Journée nationale de l’Arbre 2026 : Maradi se mobilise pour restaurer les terres
Choisi comme arbre de l’année 2026 au Niger, le néré joue un rôle important dans l’alimentation, l’économie rurale et la préservation des écosystèmes.
La Journée nationale de l’Arbre sera célébrée le 3 août 2026 à Maradi sous le thème « La restauration des bases productives, pilier de la Refondation ». Après les résultats encourageants enregistrés à Guesselbodi et à Berberkia, les autorités veulent inscrire le reboisement dans une stratégie durable associant protection des sites, arrosage et mobilisation des populations.
Des résultats encourageants à Guesselbodi et Berberkia
Les deux précédentes éditions de la Journée nationale de l’Arbre ont permis d’engager la réhabilitation de deux forêts classées. Selon les données communiquées par le ministère chargé de l’Environnement, le taux de survie des plants a atteint 96 % au « Bois du 26-Juillet », aménagé dans la forêt classée de Guesselbodi, dans la région de Tillabéri.
À Berberkia, dans la région de Zinder, le « Bois Amadou Dan Bassa », créé lors de la deuxième édition, affiche pour sa part un taux de survie de 95 %.
Les effets de ces opérations ne se limitent pas aux plantations. La production de biomasse herbacée a été évaluée à 720 kilogrammes de matière sèche par hectare à Guesselbodi et à 760 kilogrammes par hectare à Berberkia.
Ces résultats reposent sur une méthode associant la protection des espaces restaurés, notamment par la pose de clôtures et le gardiennage, à un apport supplémentaire en eau. Cette approche vise à répondre aux contraintes climatiques du Niger, où l’installation durable des jeunes plants dépend largement de leur suivi après la plantation.
Restaurer les fondements de l’économie rurale
Pour l’édition 2026, organisée à Maradi, le thème retenu relie directement la protection de l’environnement aux objectifs économiques de la Refondation.
Le ministre de l’Environnement, de l’Hydraulique et de l’Assainissement, le colonel Maïzama Abdoulaye, a expliqué que cette orientation s’inscrit dans l’axe 3 du Programme de la Refondation de la République, consacré au développement des bases productives pour la souveraineté économique.
« Refonder le Niger, c’est refonder notre relation avec la terre », a-t-il souligné, rappelant que la terre, l’arbre, l’eau et la forêt constituent les fondements des activités dont dépend une grande partie de la population nigérienne.
La restauration des sols et des espaces forestiers doit ainsi contribuer à renforcer les productions agricoles, pastorales et forestières, mais aussi à améliorer la sécurité alimentaire, les revenus ruraux et la capacité des communautés à faire face aux changements climatiques.
Le néré choisi comme arbre de l’année
Le néré a été désigné arbre de l’année 2026. Cette espèce locale, aujourd’hui menacée de disparition dans certaines zones, occupe une place importante dans l’alimentation, la pharmacopée traditionnelle et l’économie des communautés rurales.
Ses fruits et ses graines fournissent notamment des protéines, des lipides, des glucides et plusieurs vitamines. Les graines fermentées servent également à fabriquer différents condiments largement consommés et commercialisés en Afrique de l’Ouest.

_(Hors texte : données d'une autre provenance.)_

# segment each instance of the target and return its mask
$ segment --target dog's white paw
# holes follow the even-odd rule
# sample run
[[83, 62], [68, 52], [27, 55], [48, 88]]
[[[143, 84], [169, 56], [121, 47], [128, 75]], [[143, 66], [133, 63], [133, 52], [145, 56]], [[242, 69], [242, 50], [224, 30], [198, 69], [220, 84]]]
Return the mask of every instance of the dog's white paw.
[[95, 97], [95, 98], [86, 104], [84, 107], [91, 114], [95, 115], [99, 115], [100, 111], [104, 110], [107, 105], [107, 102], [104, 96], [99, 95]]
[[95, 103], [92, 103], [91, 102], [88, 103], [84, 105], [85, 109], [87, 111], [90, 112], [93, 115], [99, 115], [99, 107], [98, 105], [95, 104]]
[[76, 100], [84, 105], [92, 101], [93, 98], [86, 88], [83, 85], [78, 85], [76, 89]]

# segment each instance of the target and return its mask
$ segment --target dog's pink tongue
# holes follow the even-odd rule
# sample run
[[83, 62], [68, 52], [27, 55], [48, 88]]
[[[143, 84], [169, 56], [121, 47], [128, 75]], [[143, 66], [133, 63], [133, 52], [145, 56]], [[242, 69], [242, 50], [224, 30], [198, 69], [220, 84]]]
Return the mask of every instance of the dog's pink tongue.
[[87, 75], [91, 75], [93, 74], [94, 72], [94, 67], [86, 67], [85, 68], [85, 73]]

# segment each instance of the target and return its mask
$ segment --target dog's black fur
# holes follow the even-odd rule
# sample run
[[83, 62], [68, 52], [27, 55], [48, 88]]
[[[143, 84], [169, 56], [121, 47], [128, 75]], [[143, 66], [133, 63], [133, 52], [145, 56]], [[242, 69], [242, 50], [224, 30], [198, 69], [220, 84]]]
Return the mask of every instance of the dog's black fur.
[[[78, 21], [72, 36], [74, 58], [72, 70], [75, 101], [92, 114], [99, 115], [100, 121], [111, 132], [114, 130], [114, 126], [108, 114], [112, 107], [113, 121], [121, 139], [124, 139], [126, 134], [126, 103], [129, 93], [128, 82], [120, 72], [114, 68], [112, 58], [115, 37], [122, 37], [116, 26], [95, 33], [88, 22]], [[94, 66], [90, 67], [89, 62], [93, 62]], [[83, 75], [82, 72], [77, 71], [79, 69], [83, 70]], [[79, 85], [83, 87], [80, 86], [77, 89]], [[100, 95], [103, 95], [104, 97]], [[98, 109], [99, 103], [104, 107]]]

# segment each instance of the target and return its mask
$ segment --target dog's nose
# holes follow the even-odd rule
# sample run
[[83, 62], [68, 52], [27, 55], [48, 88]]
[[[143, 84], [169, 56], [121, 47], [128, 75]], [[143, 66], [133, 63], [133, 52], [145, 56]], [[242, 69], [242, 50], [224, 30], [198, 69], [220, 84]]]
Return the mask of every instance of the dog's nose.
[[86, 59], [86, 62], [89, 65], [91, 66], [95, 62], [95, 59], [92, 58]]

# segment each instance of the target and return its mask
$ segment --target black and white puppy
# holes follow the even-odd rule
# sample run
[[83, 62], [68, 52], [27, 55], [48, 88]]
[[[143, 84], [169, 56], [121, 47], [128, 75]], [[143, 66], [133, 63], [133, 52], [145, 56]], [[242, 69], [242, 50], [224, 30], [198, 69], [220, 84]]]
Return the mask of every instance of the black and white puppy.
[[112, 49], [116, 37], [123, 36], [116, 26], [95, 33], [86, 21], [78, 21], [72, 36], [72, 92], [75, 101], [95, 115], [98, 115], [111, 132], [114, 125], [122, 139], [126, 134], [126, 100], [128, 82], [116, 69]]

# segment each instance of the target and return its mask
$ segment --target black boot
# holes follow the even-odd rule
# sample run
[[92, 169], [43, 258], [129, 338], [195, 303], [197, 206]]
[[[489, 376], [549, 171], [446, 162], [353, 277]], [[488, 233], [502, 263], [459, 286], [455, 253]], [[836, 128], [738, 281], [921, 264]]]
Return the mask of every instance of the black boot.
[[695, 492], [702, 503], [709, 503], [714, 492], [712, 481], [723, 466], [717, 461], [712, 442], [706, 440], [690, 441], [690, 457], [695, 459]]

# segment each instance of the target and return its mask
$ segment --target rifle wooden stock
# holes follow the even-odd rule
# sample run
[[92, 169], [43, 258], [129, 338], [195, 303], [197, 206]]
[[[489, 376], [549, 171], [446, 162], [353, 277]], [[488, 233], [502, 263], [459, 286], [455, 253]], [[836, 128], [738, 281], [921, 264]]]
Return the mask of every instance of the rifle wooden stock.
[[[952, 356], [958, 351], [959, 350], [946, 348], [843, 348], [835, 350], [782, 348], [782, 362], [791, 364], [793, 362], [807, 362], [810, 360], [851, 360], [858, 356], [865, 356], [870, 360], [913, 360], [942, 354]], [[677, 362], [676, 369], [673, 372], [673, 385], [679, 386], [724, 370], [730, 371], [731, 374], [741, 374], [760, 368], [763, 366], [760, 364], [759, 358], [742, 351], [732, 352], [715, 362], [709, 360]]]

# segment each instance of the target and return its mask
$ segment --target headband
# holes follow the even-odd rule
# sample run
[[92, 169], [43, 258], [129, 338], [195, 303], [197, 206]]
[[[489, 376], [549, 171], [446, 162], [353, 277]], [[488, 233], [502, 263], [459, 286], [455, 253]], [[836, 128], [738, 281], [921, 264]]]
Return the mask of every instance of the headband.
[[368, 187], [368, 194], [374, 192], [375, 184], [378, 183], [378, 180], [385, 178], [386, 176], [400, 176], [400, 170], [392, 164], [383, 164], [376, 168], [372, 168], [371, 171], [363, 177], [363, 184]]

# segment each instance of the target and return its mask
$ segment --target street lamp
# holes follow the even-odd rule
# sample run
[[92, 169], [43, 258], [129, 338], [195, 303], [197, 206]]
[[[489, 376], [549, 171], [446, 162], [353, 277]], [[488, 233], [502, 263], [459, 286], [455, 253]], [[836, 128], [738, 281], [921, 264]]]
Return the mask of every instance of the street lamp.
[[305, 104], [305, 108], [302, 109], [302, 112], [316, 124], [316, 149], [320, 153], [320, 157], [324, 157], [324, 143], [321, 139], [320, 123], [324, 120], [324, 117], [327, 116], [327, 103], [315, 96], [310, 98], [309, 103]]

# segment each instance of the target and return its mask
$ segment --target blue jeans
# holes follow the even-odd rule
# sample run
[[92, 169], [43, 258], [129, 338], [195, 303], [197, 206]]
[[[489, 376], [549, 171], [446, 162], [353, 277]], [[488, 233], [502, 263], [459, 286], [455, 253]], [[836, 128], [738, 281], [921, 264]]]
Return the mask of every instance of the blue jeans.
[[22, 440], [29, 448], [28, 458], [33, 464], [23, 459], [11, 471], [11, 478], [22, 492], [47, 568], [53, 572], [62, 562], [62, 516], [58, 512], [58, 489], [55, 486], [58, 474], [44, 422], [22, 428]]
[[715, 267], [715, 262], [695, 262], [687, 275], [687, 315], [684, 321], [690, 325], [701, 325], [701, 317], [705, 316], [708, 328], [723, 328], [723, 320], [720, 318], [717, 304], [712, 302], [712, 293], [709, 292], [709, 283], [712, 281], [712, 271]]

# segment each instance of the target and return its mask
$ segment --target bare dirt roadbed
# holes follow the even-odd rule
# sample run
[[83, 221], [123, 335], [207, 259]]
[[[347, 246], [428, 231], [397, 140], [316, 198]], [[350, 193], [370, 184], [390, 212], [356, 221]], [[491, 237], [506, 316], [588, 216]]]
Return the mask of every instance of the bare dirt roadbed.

Le choix du néré ne signifie toutefois pas que les plantations devront porter exclusivement sur cette espèce. Il s’agit surtout, selon le ministre, de mettre en lumière son utilité et d’encourager le retour des essences locales, mieux adaptées aux réalités écologiques et aux besoins des populations.

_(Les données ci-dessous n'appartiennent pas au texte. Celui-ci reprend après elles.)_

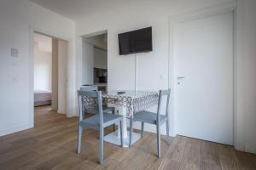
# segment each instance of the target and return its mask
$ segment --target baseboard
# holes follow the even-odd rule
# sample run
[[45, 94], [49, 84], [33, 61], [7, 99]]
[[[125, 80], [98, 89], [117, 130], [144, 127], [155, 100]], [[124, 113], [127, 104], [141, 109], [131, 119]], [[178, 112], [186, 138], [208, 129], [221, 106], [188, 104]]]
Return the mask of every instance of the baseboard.
[[63, 111], [63, 110], [57, 110], [57, 113], [61, 114], [61, 115], [66, 115], [66, 113], [64, 113], [64, 111]]
[[0, 136], [4, 136], [4, 135], [8, 135], [8, 134], [11, 134], [14, 133], [17, 133], [20, 131], [23, 131], [23, 130], [26, 130], [29, 128], [32, 128], [33, 125], [20, 125], [20, 126], [17, 126], [7, 130], [3, 130], [3, 131], [0, 131]]
[[245, 151], [252, 154], [256, 154], [256, 147], [253, 146], [245, 146]]

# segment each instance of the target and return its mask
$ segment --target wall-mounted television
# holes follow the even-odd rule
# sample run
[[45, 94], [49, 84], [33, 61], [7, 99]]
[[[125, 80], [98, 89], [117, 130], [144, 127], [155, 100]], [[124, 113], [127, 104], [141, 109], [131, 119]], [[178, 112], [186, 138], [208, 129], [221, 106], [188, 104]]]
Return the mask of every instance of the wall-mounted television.
[[152, 51], [152, 27], [119, 34], [119, 55]]

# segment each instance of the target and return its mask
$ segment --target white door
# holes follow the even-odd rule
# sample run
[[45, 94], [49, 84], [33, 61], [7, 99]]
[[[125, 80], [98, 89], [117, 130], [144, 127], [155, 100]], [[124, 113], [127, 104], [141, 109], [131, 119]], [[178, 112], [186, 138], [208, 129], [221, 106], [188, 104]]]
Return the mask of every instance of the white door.
[[175, 26], [174, 130], [233, 144], [233, 14]]

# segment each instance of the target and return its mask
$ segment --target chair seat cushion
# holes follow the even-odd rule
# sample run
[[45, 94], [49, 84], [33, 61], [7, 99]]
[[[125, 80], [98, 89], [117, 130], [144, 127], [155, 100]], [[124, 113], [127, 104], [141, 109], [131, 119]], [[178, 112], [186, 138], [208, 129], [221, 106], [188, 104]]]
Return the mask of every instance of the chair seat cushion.
[[[95, 114], [94, 116], [84, 119], [82, 122], [85, 124], [90, 124], [90, 125], [99, 125], [100, 124], [100, 115]], [[109, 113], [103, 113], [103, 124], [105, 124], [104, 127], [108, 126], [110, 124], [113, 124], [114, 122], [118, 122], [122, 119], [122, 116], [119, 115], [113, 115]]]
[[[103, 112], [108, 112], [108, 113], [113, 113], [114, 111], [114, 107], [108, 107], [108, 106], [104, 106], [102, 108]], [[96, 110], [95, 108], [90, 108], [90, 109], [85, 109], [84, 110], [84, 113], [91, 113], [91, 114], [96, 114]]]
[[[150, 111], [142, 110], [137, 112], [134, 115], [134, 121], [139, 121], [143, 122], [148, 122], [151, 124], [156, 124], [157, 114]], [[167, 120], [167, 117], [164, 115], [160, 115], [160, 122], [163, 122]]]

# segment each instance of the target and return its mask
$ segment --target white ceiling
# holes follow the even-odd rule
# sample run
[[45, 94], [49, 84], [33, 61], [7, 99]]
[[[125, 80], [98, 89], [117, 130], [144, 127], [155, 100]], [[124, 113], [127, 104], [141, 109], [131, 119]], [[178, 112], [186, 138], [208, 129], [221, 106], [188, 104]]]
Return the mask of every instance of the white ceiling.
[[30, 0], [55, 13], [73, 20], [120, 5], [128, 5], [136, 0]]

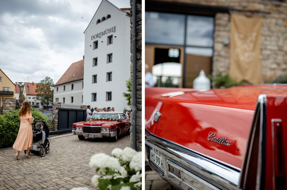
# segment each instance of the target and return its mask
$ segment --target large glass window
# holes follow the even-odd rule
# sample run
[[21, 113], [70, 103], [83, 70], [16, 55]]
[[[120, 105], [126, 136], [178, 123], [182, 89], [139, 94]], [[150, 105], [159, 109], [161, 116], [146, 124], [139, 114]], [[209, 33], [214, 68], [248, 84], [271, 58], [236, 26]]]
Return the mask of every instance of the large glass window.
[[146, 11], [146, 43], [183, 45], [185, 16]]

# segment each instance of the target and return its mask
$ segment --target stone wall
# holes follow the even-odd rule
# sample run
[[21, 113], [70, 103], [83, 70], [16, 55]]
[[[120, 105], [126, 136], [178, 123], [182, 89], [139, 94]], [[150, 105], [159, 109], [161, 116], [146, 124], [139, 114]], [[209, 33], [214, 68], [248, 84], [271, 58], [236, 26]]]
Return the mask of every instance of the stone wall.
[[16, 109], [16, 98], [3, 97], [3, 114], [5, 114], [10, 110]]
[[[130, 13], [132, 17], [131, 17], [131, 78], [132, 79], [132, 84], [131, 87], [132, 90], [131, 95], [132, 99], [131, 102], [133, 102], [132, 92], [133, 87], [132, 84], [133, 79], [133, 2], [130, 1], [131, 4]], [[137, 59], [137, 150], [138, 151], [141, 151], [141, 1], [136, 0], [137, 5], [137, 42], [136, 42], [136, 59]], [[133, 113], [131, 113], [131, 123], [132, 123]], [[131, 147], [133, 147], [133, 136], [134, 134], [133, 134], [133, 128], [132, 126], [130, 135]]]
[[[263, 82], [270, 82], [279, 75], [287, 74], [287, 0], [152, 0], [230, 7], [232, 14], [249, 17], [262, 17], [261, 54], [261, 75]], [[208, 13], [207, 10], [207, 13]], [[230, 15], [215, 14], [214, 32], [213, 74], [229, 72]]]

Transformer la plantation en engagement durable
La réussite de la Journée nationale de l’Arbre dépendra autant de la mobilisation du 3 août que de l’entretien des plantations au cours des mois et des années à venir. L’expérience de Guesselbodi et de Berberkia montre que le reboisement produit des résultats lorsque les plants sont protégés, régulièrement arrosés et suivis sur la durée.
À Maradi, la cérémonie nationale doit se tenir dans la forêt classée de Kouroungoussaou, sur un site d’environ 50 hectares préparé pour accueillir les plantations. Les travaux d’aménagement étaient exécutés à 95 % lors de la visite ministérielle du 31 juillet, selon l’Agence nigérienne de presse (ANP).
Au-delà de l’événement, l’enjeu sera donc de faire de chaque arbre planté un investissement durable dans la fertilité des terres, l’alimentation des populations et la résilience environnementale du Niger.